Project #04
Title: Personalized PageRank on MapReduce
Leader's Name: Anton Lund
Member2 Name: Andreas Cederholm
Member3 Name: Isaac Rondon Sosa
Member4 Name: Muhammad Haky Rufianto
Related Paper: Bahmani, Bahman, Kaushik Chakrabarti, and Dong Xin. "Fast personalized pagerank on mapreduce." Proceedings of the 2011 ACM SIGMOD International Conference on Management of data. ACM, 2011.

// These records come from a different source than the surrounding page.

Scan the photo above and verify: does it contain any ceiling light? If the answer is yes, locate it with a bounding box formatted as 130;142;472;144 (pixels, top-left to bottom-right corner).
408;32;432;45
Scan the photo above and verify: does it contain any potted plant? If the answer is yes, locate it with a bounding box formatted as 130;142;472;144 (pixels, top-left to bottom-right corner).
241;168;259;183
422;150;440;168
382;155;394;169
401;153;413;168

http://131.107.65.14/pubs/145447/mod113-bahmani.pdf
Presentation Day: May 20
Model: ES
PageRank is an algorithm that ranks web pages by calculating the number and quality of links pointing towards the webpage. A variant of PageRank is the Personalized PageRank Algorithm. The algorithm is applied to a network or graph and a defined source node. It then performs random walks through the network with random jumps that takes it back to the source node. With a Monte Carlo approach, the stationary distribution of visited nodes can be approximated. This approach can possibly benefit by being implemented in a MapReduce for processing large graphs.

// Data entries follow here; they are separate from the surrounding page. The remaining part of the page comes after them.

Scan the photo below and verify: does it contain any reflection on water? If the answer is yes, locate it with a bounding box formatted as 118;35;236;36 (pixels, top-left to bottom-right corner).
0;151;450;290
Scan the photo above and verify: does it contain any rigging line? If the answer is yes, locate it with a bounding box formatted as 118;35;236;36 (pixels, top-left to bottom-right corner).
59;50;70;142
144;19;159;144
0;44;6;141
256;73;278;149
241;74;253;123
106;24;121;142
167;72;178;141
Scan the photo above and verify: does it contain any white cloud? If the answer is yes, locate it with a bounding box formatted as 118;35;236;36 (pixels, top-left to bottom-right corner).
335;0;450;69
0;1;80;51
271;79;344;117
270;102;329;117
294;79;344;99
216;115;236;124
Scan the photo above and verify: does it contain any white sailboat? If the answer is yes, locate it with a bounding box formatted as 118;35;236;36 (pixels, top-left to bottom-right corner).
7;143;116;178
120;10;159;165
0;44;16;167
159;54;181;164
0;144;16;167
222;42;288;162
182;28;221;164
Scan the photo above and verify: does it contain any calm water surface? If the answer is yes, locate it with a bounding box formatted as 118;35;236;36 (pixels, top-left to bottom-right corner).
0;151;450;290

This project aims to investigate and show how the Personalized PageRank algorithm can be implemented in a MapReduce framework and test it on an application domain. The application in this project will be a crawler that maps a web domain and ranks the pages according to the algorithm. We will aim to use common frameworks such as Apache Nutch and Apache Hadoop to build the application.